Water consumption spikes up more than 40% in the summertime, to peaks of 1 million gallons per day. That translates to an extra 300,000 gallons daily as people enjoy the sunshine, water their lawns, and wash their cars. Lawns need only one inch of water each week to stay healthy and green. More than that is a waste of pure drinking water. Below are other tips to conserve water outside of your home.

  • Plant water-saving plants, trees, and shrubs, particularly native species. Mulch can also be used to retain water. Replace lawn with plants or bark. (Saves 750 to 1500 gallons per month)
  • Let your grass grow to a length of 2 to 3 inches. Longer blades encourage deeper rooting, provide better shade for the roots and allow for more water retention. Do not remove more than one-third of the leaf blade in one mowing. Leave mulch clippings on your lawn to help keep the soil cool and retain moisture. (Saves 500 to 1500 gallons per month).
  • The greatest waste of water comes from applying too much, too often - much of the water is never absorbed. Instead of watering for one long session, water a few times for shorter periods and take 15-minute breaks in between each session. This will allow water to soak in while minimizing runoff.
  • Water between 5 am and 10 am when the sun is low, winds are calm and temperatures are cool. Midday watering tends to be less efficient because of water loss due to evaporation and windy conditions during the day. Watering in the evening is not a good idea because leaves can remain wet overnight, an open invitation for fungus to grow.
  • Drive your car onto the lawn before washing it so rinse water can help water the grass.

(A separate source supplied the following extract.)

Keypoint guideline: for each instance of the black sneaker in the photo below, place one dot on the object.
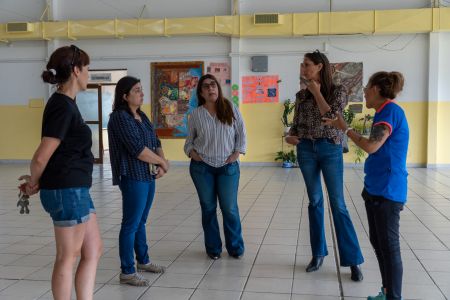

  • Water only things that grow. If you have an underground sprinkler system, make sure the sprinkler heads are adjusted properly to avoid watering sidewalks and driveways. The same thing goes for regular sprinklers. A properly adjusted sprinkler head should spray large droplets of water instead of a fine mist to minimize evaporation and wind drift.
  • Adjust your irrigation system as the season and weather change. Or better yet, install a shut-off device that automatically detects rain or moisture. These devices are inexpensive and enable you to take advantage of the water without having to pay for it.